- The Washington Times - Monday, January 22, 2007

The Supreme Court yesterday in a 6-3 ruling struck down a 30-year-old California sentencing law that gave judges the discretion to determine whether some convicted criminals receive longer prison sentences than others.

The high court, in a majority opinion by Justice Ruth Bader Ginsburg, said California’s sentencing law violated a defendant’s constitutional right to a trial by jury by giving a judge the power to determine facts that could raise a convict’s sentence.

“Under the Sixth Amendment, any fact (other than a prior conviction) that exposes a defendant to a sentence in excess of the relevant statutory maximum must be found by a jury, not a judge, and established beyond a reasonable doubt, not merely by a preponderance of the evidence,” Justice Ginsburg said.

Justice Ginsburg was joined by Chief Justice John G. Roberts Jr. and Justices John Paul Stevens, Antonin Scalia, David H. Souter and Clarence Thomas. Filing dissenting opinions were Justices Anthony M. Kennedy, Stephen G. Breyer and Samuel A. Alito Jr.

The ruling was the latest in a series of decisions by the high court defining when judges or juries should make sentencing determinations. In 2004, the court struck down a Washington state law after ruling that any facts necessary to support a lengthier sentence had to be admitted by the defendant or proved to the jury. In 2005, it declared federal sentencing guidelines unconstitutional, making the guidelines advisory instead of mandatory.

California’s determinate sentencing law has been on the books since 1977, giving sentencing judges the leeway to impose one of three prison terms after a felony conviction, depending on factors that could either mitigate or aggravate the offense.
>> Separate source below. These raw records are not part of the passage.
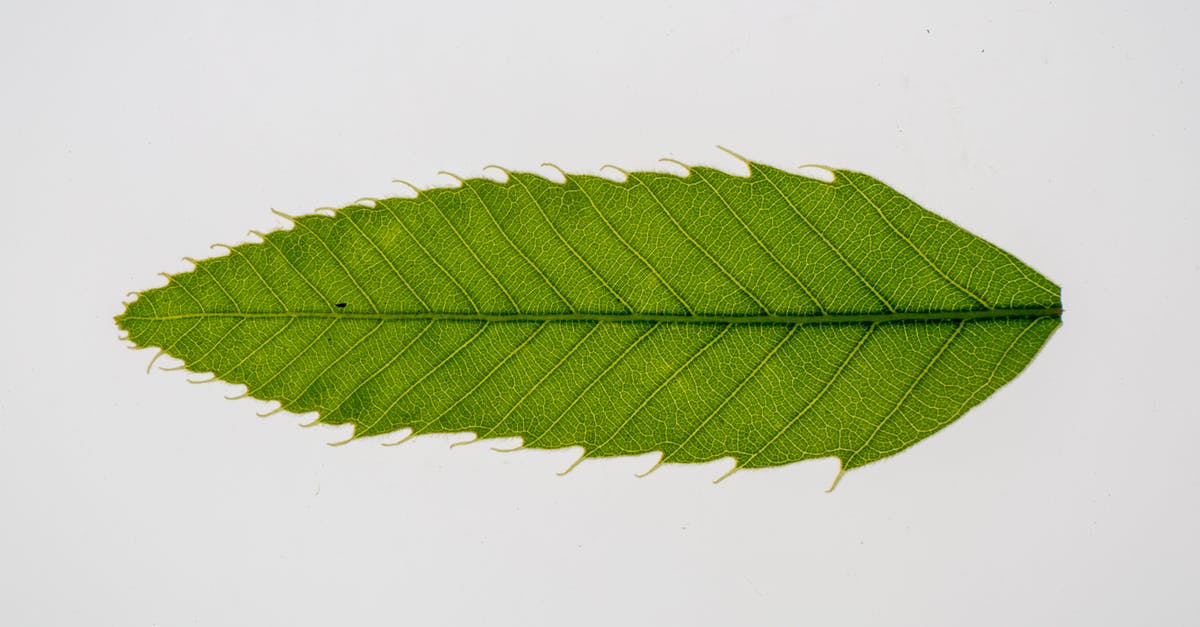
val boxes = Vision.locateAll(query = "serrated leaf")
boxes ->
[116,151,1062,477]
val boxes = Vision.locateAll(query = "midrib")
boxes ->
[122,307,1062,324]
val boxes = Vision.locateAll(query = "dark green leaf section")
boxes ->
[118,157,1062,478]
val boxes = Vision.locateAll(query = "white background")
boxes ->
[0,0,1200,627]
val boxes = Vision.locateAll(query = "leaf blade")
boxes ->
[118,156,1061,478]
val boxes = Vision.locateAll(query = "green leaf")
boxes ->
[116,153,1062,485]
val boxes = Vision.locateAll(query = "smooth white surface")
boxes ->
[0,1,1200,627]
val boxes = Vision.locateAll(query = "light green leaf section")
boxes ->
[116,153,1062,480]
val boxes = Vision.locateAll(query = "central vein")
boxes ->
[127,307,1062,324]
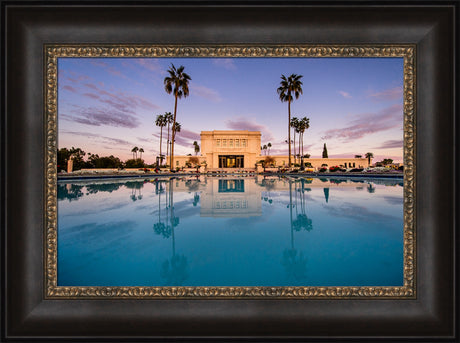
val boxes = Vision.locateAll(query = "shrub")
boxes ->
[264,156,275,167]
[125,158,145,168]
[188,156,200,167]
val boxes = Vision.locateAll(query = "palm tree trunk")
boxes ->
[159,126,163,166]
[288,99,291,168]
[165,121,169,167]
[302,132,303,156]
[169,183,176,256]
[293,127,296,164]
[169,91,177,170]
[289,180,294,249]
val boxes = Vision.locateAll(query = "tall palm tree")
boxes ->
[277,74,303,168]
[365,152,374,166]
[155,113,166,165]
[299,117,310,167]
[164,64,191,170]
[193,141,200,156]
[291,117,299,164]
[131,146,139,159]
[172,122,182,136]
[163,112,174,166]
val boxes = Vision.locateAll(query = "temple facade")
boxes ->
[174,130,368,170]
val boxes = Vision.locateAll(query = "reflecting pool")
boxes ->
[57,176,403,286]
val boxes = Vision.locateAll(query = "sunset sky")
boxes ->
[58,58,403,163]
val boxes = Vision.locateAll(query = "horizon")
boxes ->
[58,57,403,164]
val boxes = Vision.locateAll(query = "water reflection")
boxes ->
[153,179,189,286]
[58,176,403,286]
[200,178,262,218]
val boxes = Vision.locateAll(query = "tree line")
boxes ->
[57,147,150,172]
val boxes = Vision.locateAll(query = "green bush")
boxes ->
[125,158,145,168]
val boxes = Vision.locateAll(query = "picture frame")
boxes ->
[2,2,456,340]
The case involved John Cunningham, a police officer convicted of sexually abusing his 10-year-old son, who was convicted of continuous sexual abuse of a child younger than 14.

California’s law allowed three precise terms: a lower-term sentence of six years, a middle-term sentence of 12 years or an upper-term sentence of 16 years. The trial judge had to sentence Cunningham to the 12-year middle term unless he found “circumstances in aggravation” established by a preponderance of the evidence.

Based on a post-trial sentencing hearing, the judge found six aggravating facts, including the particular vulnerability of the victim, and one mitigating fact, that Cunningham had no criminal record. Concluding that the aggravators outweighed the sole mitigator, the judge sentenced Cunningham to 16 years.

“This court has repeatedly held that, under the Sixth Amendment, any fact that exposes a defendant to a greater potential sentence must be found by a jury, not a judge, and established beyond a reasonable doubt, not merely by a preponderance of the evidence,” Justice Ginsburg said.

But Justice Kennedy wrote that as dissenting opinions have suggested before, the Constitution “ought not to be interpreted to strike down all aspects of sentencing systems that grant judicial discretion with some legislative direction and control.”

“Judges and legislators must have the capacity to develop consistent standards, standards that individual juries empaneled for only a short time cannot elaborate in any permanent way,” he said in a dissenting opinion. “Judges and sentencing officials have a broad view and long-term commitment to correctional systems. Juries do not.”

He wrote that judicial officers and corrections professionals, under the guidance of the legislature, “should be encouraged to participate in an ongoing manner to improve the various sentencing schemes in our country.”